Se però si allarga l’orizzonte oltre le ventiquattrore successive, oltre il breve periodo, si possono vedere però con chiarezza, proprio grazie alla lente d’ingrandimento di una giornata come quella di ieri, alcune conseguenze di più vasto momento. Scavallato il 4 dicembre, le forze politiche non rimarranno le stesse. La minoranza del Pd si affanna a ripetere che nessuna scissione è all’orizzonte, però intanto sale sullo stesso palco con il Sindaco arancione, e ripete anche, con toni allarmati, che il Sì significa lo snaturamento dell’idea originaria del partito democratico, il tradimento della sua carta dei valori, e insomma la nascita del partito della nazione. Nel centrodestra, l’imbuto del voto ha già fatto precipitare a terra la stella di Parisi, riportato sulla scena Berlusconi e risvegliato persino Umberto Bossi: sono tutti segnali di uno scenario in forte movimento, di un profilo politico ancora ricercato e da trovare, scegliendo presumibilmente fra un abito di taglio europeo, moderato e riformistico, e quello più stazzonato, più nazionalista, populista e con venature antisistema. È probabile che tanto per il centrodestra quanto per il centrosinistra il solo appuntamento di domenica prossima non basti, per sciogliere tutti questi nodi.

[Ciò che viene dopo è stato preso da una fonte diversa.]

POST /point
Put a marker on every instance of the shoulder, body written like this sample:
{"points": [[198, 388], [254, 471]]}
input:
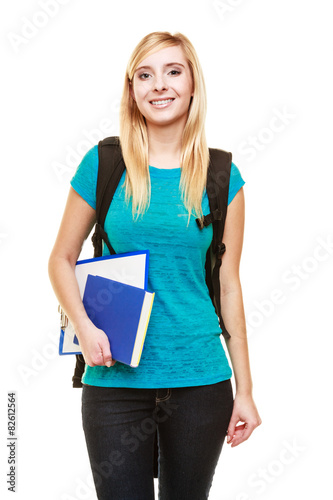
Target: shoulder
{"points": [[235, 183], [84, 180]]}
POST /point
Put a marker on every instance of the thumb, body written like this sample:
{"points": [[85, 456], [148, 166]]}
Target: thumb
{"points": [[107, 356], [231, 428]]}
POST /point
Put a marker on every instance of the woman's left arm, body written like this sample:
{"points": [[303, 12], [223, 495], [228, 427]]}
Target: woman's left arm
{"points": [[234, 319]]}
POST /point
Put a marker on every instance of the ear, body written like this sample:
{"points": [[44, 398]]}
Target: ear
{"points": [[131, 90]]}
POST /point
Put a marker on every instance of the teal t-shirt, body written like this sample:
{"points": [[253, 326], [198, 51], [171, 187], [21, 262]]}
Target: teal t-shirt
{"points": [[183, 344]]}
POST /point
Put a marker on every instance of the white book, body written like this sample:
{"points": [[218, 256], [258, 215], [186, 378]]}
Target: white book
{"points": [[129, 268]]}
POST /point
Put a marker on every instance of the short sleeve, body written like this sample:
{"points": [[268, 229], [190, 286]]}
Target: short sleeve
{"points": [[84, 180], [236, 182]]}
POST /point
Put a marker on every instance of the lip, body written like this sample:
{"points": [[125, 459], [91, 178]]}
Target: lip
{"points": [[162, 99]]}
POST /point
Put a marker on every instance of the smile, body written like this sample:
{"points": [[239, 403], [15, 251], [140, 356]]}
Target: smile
{"points": [[161, 103]]}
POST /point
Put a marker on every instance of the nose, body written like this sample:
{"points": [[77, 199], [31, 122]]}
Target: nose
{"points": [[160, 83]]}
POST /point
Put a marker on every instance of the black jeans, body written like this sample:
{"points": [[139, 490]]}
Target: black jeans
{"points": [[120, 424]]}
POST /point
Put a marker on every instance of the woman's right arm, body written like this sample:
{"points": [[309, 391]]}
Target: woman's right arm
{"points": [[77, 222]]}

Ma c’è un altro nodo ancora, che è, se possibile, ancor più aggrovigliato. Cosa ha prodotto una campagna elettorale lunga come quella che solo oggi volge al termine? Una ripoliticizzazione del Paese, chiamato a scelte fondamentali? È lecito dubitarne. Basta trascorrere, come mi è capitato ieri, una mattinata in fila allo sportello di una ASL. Dopo mesi in cui mi è sembrato non si parlasse d’altro, ho potuto constatare che in realtà si parla quasi soltanto d’altro. È per certi versi salutare che sia così, perché la vita scorre anche altrove (per fortuna), ma è anche, al contempo, preoccupante. Certo non bisogna trarne la conclusione, dal sapore vagamente elitista (o francamente classista, come si sarebbe detto una volta), che temi come l’assetto istituzionale della Repubblica non possono interessare e non debbono riguardare il cittadino comune. Ma proprio questo è il timore: che certe discussioni scorrano ormai dentro nicchie comunicative ben circoscritte, e che dunque i termini del confronto pubblico non si siano negli anni ampliati senza essersi anche segmentati, frazionati, di modo che è sempre più difficile la costruzione di un ‘luogo comune’ in cui gli abitanti delle diverse nicchie si trovino finalmente insieme. Per cui c’è l’Hotel Ramada, c’è Santa Chiara e c’è la Mostra d’Oltremare, certo: ma più grande di tutti questi luoghi, e sempre più difficile da raggiungere e da rappresentare, c’è la città. Non solo il ventre di Napoli, ma proprio la città nella sua interezza, in tutti i suoi flussi, le sue reti, i suoi spazi.

È un tema ovviamente molto più vasto di quello istituzionale, di cui parla la riforma. Che può perciò essere una risposta, ma meglio si direbbe: solo l’inizio di una risposta. Oltre al funzionamento della democrazia, in gioco c’è infatti, dopo il 4 dicembre, qualcosa di più: il suo futuro e il suo senso.